Wiener Theaterkunst in der Kopernikusstadt Thorn

Dr. hab. Marek Podlasiak

Am 21. Mai hielt Dr. hab. Marek Podlasiak, Institut für Germanistik der Nikolaus Kopernikus-Universität in Toruń, im Jan III Sobieski-Saal der Polnischen Akademie der Wissenschaften - Wissenschaftliches Zentrum im Rahmen des Zyklus Kopernikusvorlesungen einen Vortrag zum Thema „Wiener Theaterkunst in der Kopernikusstadt Thorn/Toruń”, in der er die Geschichte des Dramas und der Schauspielkunst in Toruń vor dem Hintergrund der Verbindungen zu Wien vorstellte.
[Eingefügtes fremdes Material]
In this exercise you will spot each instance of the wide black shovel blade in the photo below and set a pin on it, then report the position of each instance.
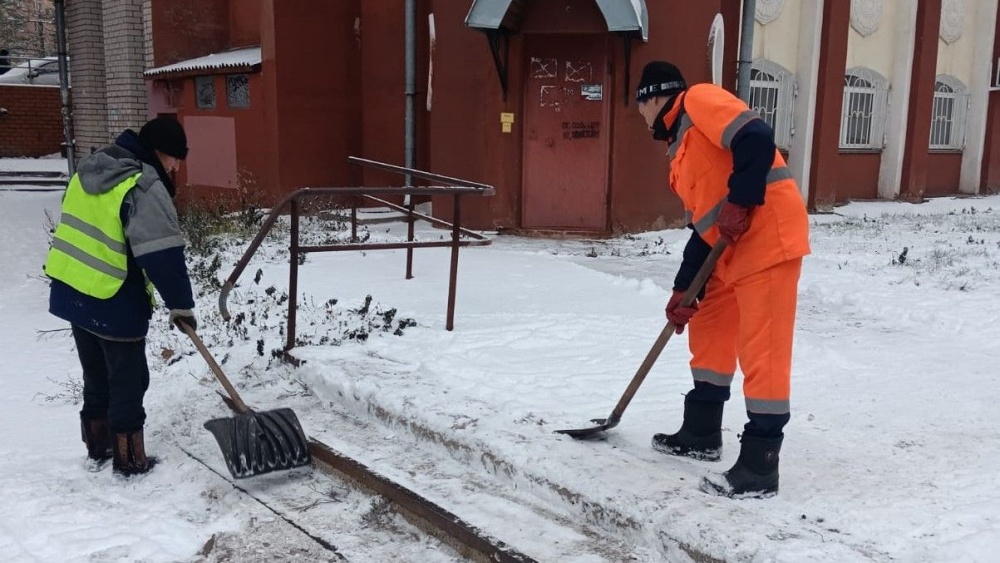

So traten Schauspieler Wiener Bühnen in Toruń auf, auch über Stücke österreichischer Dramatiker, die in Toruń gezeigt wurden, sprach Prof. Podlasiak sowie über das Theatergebäude selbst.
Erstmals trat in Toruń ein Ensemble österreichischer Schauspieler im Jahr 1701 auf - die „Wienerischen Comoedianten”. Im Jahr 1717 waren sie neuerlich in Toruń zu Gast, diesmal dem „König Lear” von William Shakespeare. Gleichzeitig ist dies der erste Nachweis für die Rezeption des Werks Shakespeares in der Kopernikusstadt. Im 18. Jdht. verfügte die Stadt noch über kein eigenes Theatergebäude. In der Zeit von 1724-1756 wurden Theaterstücke daher im so genannten „Dom Weselny“ (dem späteren Hotel Sanssouci, Hotel de Varsovie) gezeigt. Im 19. Jhdt. wurde am Altstädter Markt ein klassizistisches Mietshaus errichtet, das auch als Theaterbühne diente. Dieses Gebäude wurde in den Achtzigerjahren des 19. Jhdt. demoliert wurde.
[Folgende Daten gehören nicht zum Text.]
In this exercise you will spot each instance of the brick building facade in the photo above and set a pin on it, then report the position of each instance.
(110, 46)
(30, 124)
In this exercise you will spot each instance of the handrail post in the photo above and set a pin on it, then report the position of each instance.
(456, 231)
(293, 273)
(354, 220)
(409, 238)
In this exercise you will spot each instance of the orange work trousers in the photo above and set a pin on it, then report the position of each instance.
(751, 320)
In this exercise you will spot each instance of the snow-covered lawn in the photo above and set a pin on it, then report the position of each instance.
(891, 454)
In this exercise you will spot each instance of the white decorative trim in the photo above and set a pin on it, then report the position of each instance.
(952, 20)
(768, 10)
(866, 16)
Das neue Theatergebäude in Toruń entstand im Jahr 1904. Die Architekten dieses neuen Theaters waren die berühmten Wiener Architekten Ferdinand Fellner und Hermann Helmer. Fellner & Helmer plante und errichtete bis zum Jahr 1919 48 Theatergebäude in 35 europäischen Städten sowie zahlreiche Hotels und repräsentative Gebäude unterschiedlicher Art, u.a. das Palais Lanckoroński in Wien. Unter den Theatergebäuden von Fellner & Helmer seien an dieser Stelle u.a. auf das Wiener Volkstheater, die Oper in Graz sowie die Theater in Salzburg, Hamburg, Fürth, Karlovy Vary (Karlsbad), Cluj-Napoca (Klausenburg), Wrocław und Cieszyń genannt. Die ursprüngliche Fassade des Theaters in Toruń spiegelt deutlich Einflüsse von Barock und Rokoko wider. Das Theater hatte 800 Sitz- bzw. Stehplätze, viele Jahrzehnte hindurch war es ausschließlich ein deutsches Theater. Neben Dramen wurden auch Opern und Operetten aufgeführt.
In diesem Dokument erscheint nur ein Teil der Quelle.